侑「おん。……出来る奴の動きを見ただけで体にインプットしてまう〝バケモン〟や。」




ツムの目が真剣になる。




治「確かに…あなたは
元々バスケの経験あんまりないんやろうしな。」




侑「せやな。ほんまにびびるで。……さすが俺の惚れた女や♡」




治「……うっさいねん。お前だけちゃうわ。アホツム。」





侑「俺の方があなたん事好きやもん。サムは2番目や。」


治「あ…?何言うてんねん。

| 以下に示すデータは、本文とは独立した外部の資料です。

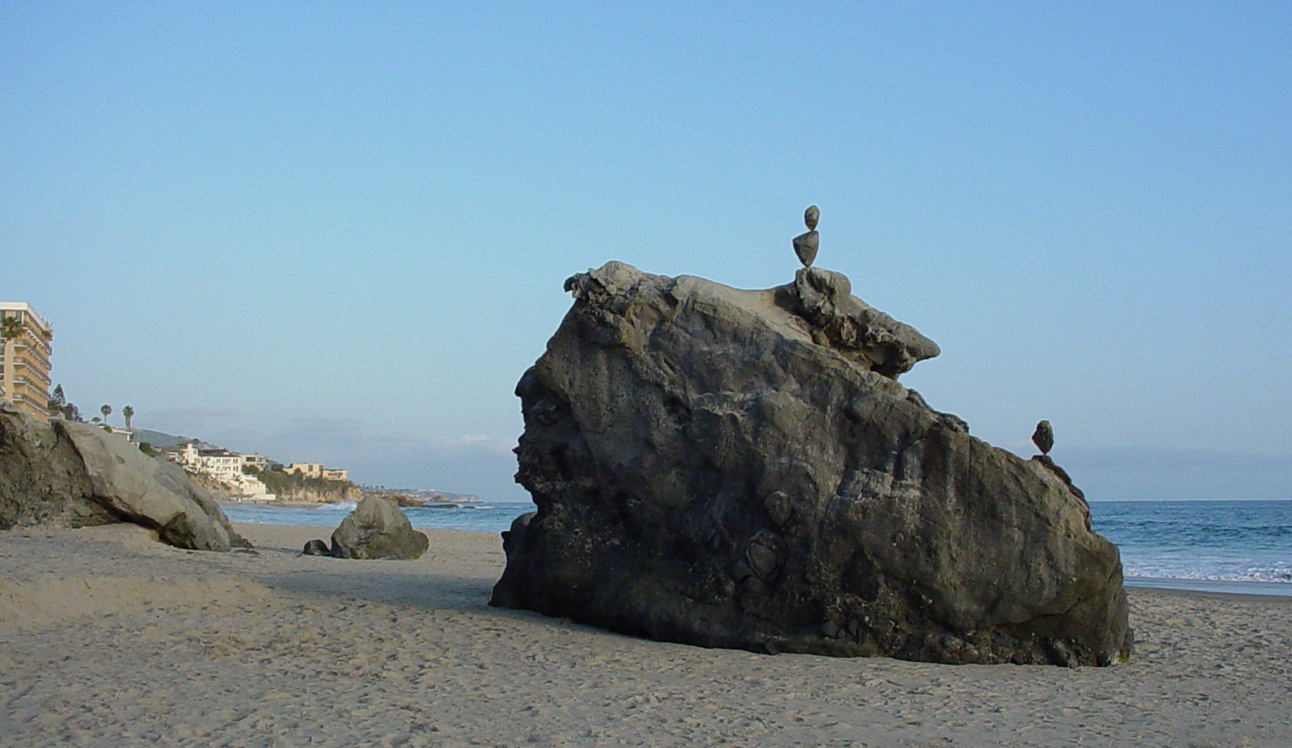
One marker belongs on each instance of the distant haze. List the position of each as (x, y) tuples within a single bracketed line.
[(339, 233)]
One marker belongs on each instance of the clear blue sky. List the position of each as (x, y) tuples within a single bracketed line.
[(339, 231)]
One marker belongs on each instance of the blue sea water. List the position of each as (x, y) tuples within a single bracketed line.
[(1239, 547)]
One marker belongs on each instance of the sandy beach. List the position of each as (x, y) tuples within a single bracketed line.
[(109, 638)]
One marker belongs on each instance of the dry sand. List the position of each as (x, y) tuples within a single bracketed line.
[(107, 638)]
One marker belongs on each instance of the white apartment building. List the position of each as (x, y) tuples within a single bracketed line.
[(25, 359)]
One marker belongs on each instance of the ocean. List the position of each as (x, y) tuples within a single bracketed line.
[(1237, 547)]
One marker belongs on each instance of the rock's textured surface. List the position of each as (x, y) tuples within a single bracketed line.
[(72, 474), (806, 246), (740, 469), (377, 529)]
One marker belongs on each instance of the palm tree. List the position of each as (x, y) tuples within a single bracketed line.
[(10, 328)]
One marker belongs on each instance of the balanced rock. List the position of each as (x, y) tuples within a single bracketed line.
[(377, 529), (742, 469), (1044, 437), (72, 474)]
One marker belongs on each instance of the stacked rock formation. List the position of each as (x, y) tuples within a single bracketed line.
[(806, 244), (72, 474), (742, 469)]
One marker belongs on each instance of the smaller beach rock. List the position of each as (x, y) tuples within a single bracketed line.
[(377, 529), (317, 548)]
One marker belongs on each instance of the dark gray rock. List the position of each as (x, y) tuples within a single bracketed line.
[(377, 529), (806, 246), (810, 216), (72, 474), (740, 469), (315, 548), (1044, 437)]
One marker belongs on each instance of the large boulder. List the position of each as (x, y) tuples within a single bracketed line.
[(377, 529), (742, 469), (72, 474)]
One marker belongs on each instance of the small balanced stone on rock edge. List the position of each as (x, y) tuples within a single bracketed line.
[(806, 244)]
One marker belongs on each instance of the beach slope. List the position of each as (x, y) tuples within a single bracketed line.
[(109, 638)]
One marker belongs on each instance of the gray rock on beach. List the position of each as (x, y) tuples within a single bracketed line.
[(72, 474), (742, 469), (377, 530)]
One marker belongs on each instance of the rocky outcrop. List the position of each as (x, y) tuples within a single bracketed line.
[(740, 469), (72, 474), (376, 530)]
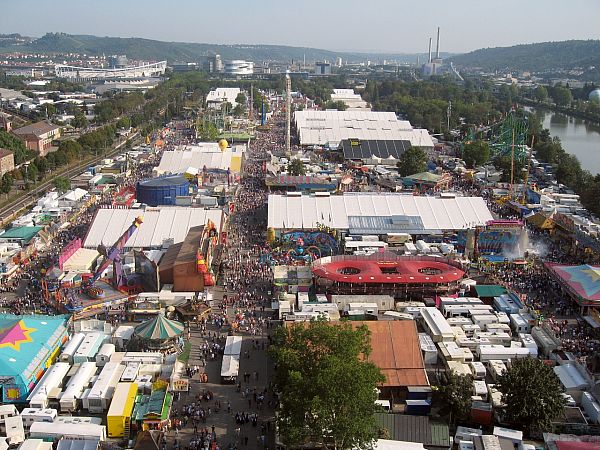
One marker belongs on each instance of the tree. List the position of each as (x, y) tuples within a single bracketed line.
[(505, 164), (540, 94), (562, 96), (32, 172), (456, 393), (338, 104), (42, 165), (327, 385), (548, 151), (568, 170), (413, 160), (62, 184), (207, 131), (124, 123), (296, 167), (476, 153), (532, 393), (241, 99), (6, 183), (239, 110)]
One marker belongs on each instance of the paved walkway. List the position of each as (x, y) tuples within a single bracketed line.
[(255, 362)]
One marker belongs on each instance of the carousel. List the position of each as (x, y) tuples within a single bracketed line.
[(160, 333)]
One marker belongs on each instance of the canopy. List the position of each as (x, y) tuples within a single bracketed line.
[(159, 328)]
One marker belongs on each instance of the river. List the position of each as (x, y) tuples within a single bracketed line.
[(578, 137)]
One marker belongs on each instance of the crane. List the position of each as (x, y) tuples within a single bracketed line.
[(113, 255)]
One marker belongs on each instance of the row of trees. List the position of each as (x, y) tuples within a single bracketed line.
[(531, 393), (68, 152), (425, 103), (327, 388)]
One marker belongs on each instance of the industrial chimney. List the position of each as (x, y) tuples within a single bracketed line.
[(429, 50)]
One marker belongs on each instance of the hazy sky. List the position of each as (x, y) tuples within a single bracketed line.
[(343, 25)]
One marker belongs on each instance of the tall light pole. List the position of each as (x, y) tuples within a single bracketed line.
[(288, 114)]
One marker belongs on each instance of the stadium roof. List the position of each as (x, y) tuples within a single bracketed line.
[(160, 223), (36, 129), (357, 149), (377, 212)]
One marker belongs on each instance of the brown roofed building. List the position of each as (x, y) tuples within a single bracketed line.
[(397, 352), (38, 136), (179, 264), (7, 161)]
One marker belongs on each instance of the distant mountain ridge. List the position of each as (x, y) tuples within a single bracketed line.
[(148, 49), (539, 57)]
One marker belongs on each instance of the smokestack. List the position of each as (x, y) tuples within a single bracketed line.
[(429, 50)]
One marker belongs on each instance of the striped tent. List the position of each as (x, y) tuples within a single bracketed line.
[(159, 328)]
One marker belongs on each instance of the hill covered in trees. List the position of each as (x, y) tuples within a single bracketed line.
[(540, 57), (148, 49)]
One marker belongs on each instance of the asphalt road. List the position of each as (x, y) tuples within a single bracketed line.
[(12, 210)]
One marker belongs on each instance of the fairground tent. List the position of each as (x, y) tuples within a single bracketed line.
[(159, 328)]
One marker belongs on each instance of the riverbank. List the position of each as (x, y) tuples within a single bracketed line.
[(593, 118)]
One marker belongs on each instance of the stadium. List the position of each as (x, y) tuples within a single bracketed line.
[(144, 70)]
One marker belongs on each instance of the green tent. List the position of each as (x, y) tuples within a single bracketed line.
[(159, 328)]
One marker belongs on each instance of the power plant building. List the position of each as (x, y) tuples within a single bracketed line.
[(238, 67)]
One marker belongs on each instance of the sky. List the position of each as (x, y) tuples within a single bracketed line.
[(384, 26)]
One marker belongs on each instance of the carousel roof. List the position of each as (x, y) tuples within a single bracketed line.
[(159, 328)]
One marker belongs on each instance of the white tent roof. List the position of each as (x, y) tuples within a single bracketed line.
[(75, 194), (81, 260), (159, 224), (223, 95), (211, 156), (331, 127), (431, 214), (570, 377)]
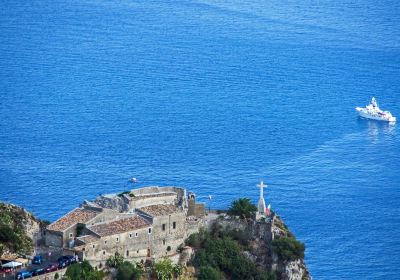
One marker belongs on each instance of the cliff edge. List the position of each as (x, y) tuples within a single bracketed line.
[(18, 230)]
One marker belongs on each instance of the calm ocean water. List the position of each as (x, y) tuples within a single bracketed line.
[(215, 96)]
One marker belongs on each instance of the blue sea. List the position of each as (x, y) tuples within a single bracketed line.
[(214, 96)]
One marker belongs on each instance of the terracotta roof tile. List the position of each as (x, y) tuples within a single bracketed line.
[(119, 226), (88, 239), (78, 215), (160, 209)]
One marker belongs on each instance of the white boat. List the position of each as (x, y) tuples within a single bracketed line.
[(372, 111)]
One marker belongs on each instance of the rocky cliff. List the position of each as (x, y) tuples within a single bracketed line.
[(267, 243), (18, 230)]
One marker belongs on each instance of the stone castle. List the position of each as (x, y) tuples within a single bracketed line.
[(141, 224)]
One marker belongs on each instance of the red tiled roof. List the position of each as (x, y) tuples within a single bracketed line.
[(78, 215), (160, 209), (119, 226), (88, 239)]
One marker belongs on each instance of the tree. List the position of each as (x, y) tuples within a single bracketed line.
[(129, 271), (177, 270), (164, 269), (115, 261), (243, 208), (83, 271), (288, 248), (209, 273)]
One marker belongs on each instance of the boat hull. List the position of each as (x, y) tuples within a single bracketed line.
[(365, 115)]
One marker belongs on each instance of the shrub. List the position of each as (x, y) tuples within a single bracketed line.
[(288, 248), (83, 271), (209, 273), (177, 270), (164, 269), (115, 261), (242, 208), (129, 271)]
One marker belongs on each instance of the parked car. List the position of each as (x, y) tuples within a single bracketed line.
[(65, 261), (72, 259), (37, 259), (38, 271), (23, 275), (51, 267)]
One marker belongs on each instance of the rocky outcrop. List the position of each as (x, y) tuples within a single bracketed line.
[(286, 269), (261, 250), (18, 230)]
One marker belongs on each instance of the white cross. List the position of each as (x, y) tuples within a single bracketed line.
[(261, 186)]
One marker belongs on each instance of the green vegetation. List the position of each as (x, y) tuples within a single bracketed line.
[(217, 253), (83, 271), (165, 270), (288, 248), (115, 261), (209, 273), (242, 208), (129, 271), (12, 230)]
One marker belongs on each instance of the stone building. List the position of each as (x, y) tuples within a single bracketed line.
[(145, 223)]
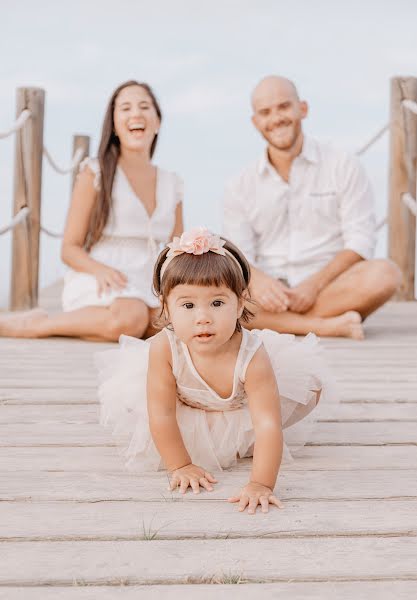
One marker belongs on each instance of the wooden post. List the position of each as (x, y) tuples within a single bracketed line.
[(27, 192), (83, 142), (402, 178)]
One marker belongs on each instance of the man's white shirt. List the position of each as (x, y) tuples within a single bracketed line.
[(291, 230)]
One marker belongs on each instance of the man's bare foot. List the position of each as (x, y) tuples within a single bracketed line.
[(347, 325), (22, 324)]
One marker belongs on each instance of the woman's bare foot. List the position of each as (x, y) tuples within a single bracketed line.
[(347, 325), (22, 324)]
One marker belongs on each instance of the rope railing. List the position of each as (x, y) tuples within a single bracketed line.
[(18, 124), (411, 105), (372, 141), (76, 159), (18, 218), (50, 233), (410, 203)]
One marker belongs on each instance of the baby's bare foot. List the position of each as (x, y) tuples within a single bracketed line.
[(22, 323), (347, 325)]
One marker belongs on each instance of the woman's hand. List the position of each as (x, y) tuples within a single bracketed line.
[(109, 279), (191, 476), (254, 494)]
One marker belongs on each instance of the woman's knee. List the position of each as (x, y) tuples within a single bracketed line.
[(130, 320)]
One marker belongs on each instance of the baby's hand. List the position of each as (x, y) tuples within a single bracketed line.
[(252, 495), (193, 476)]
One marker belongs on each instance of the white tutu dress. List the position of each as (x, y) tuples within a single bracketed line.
[(216, 431)]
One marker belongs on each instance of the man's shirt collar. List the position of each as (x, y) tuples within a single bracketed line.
[(309, 152)]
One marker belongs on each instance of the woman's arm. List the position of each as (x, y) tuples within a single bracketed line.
[(76, 229), (265, 409), (162, 405), (179, 224)]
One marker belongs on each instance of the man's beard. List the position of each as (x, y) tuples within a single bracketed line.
[(289, 143)]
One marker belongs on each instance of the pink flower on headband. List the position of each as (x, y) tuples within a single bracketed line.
[(196, 241)]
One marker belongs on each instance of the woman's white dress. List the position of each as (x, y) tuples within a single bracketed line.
[(215, 430), (130, 243)]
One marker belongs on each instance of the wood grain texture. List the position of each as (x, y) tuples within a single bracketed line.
[(73, 518)]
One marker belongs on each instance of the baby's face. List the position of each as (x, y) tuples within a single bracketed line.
[(204, 318)]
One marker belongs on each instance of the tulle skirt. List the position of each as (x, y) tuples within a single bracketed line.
[(213, 439)]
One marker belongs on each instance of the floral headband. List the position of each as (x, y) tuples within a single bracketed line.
[(196, 241)]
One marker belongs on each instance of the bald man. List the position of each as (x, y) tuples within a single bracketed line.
[(303, 215)]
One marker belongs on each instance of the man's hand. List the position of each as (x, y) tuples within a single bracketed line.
[(191, 476), (303, 296), (254, 494), (269, 293)]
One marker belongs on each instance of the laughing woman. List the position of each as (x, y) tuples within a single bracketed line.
[(123, 208)]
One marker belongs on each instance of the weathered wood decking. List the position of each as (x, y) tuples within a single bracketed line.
[(75, 525)]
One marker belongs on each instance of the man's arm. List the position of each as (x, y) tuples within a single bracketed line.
[(269, 293), (303, 296), (357, 221)]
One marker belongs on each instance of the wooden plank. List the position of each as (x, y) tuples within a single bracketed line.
[(60, 395), (90, 434), (148, 487), (323, 590), (108, 459), (30, 521), (89, 413), (185, 560)]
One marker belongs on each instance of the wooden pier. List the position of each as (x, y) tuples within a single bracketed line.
[(74, 525)]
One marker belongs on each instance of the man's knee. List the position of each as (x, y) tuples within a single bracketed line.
[(384, 275)]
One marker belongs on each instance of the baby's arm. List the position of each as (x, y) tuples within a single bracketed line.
[(264, 406), (161, 393)]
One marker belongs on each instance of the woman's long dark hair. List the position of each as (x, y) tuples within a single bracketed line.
[(108, 155)]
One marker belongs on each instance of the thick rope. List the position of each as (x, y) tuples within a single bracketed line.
[(76, 159), (411, 105), (372, 141), (51, 233), (410, 203), (18, 218), (18, 124)]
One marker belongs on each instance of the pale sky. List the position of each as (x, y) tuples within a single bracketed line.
[(202, 59)]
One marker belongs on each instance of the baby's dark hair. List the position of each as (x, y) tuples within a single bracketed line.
[(208, 269)]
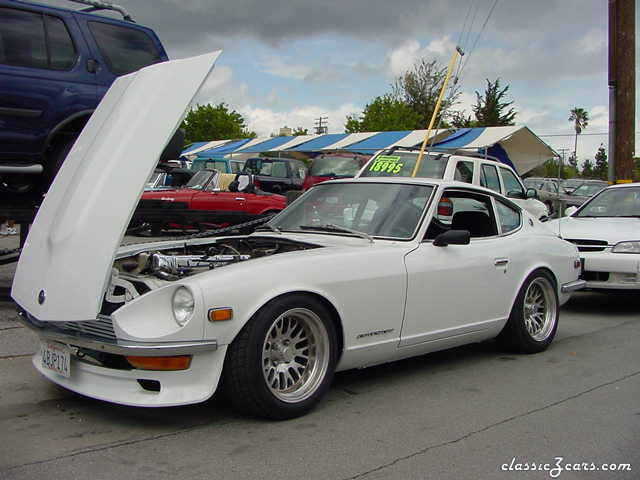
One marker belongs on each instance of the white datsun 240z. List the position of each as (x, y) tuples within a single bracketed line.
[(354, 273)]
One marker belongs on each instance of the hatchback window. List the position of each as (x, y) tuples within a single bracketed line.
[(124, 49), (464, 172), (512, 186), (489, 178)]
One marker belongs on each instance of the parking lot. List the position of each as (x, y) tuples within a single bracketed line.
[(471, 412)]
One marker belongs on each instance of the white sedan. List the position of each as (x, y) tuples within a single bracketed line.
[(354, 273), (606, 230)]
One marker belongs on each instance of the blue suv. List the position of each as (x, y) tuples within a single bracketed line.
[(55, 66)]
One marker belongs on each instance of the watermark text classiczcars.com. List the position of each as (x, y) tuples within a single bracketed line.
[(560, 464)]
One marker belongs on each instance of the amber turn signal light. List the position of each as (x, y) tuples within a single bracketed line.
[(220, 314), (181, 362)]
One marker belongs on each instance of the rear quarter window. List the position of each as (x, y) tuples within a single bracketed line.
[(124, 49)]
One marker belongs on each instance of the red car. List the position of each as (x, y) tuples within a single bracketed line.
[(335, 165), (210, 198)]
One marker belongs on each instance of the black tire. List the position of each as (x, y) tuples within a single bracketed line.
[(532, 325), (263, 376), (55, 160)]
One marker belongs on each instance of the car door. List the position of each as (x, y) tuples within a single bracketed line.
[(459, 289), (43, 77)]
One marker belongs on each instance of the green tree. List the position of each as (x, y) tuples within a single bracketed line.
[(587, 169), (208, 122), (491, 108), (382, 114), (580, 119), (459, 119), (601, 169), (419, 88)]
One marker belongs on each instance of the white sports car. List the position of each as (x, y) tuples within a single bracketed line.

ツムが2番目やろ。」




ガコンッ_!!







その時……




俺らの喧嘩を遮るように





体育館に大きな音が響き渡った。





侑・治「___!!あなた!!」






あなたが……足首を抑えて体育館の床に倒れている。





まさか……足やってもうたんか…?





ピピーッ!!



タイムをとり、同クラの女子にかかえられて
立ち上がるあなた。





治「なぁ、ツム……あれもしかして

捻挫してもうたんとちゃう…?__ツム?」





気づけばツムの姿が無い。






……あいつまさか。




バッ!とギャラリーから下を見下ろすと、



もう既にあなたの元へ駆け寄っているツムの姿があった。




治「(早………)」




…あかん、



俺はこないな所でツムに負けとる言うんやろか、。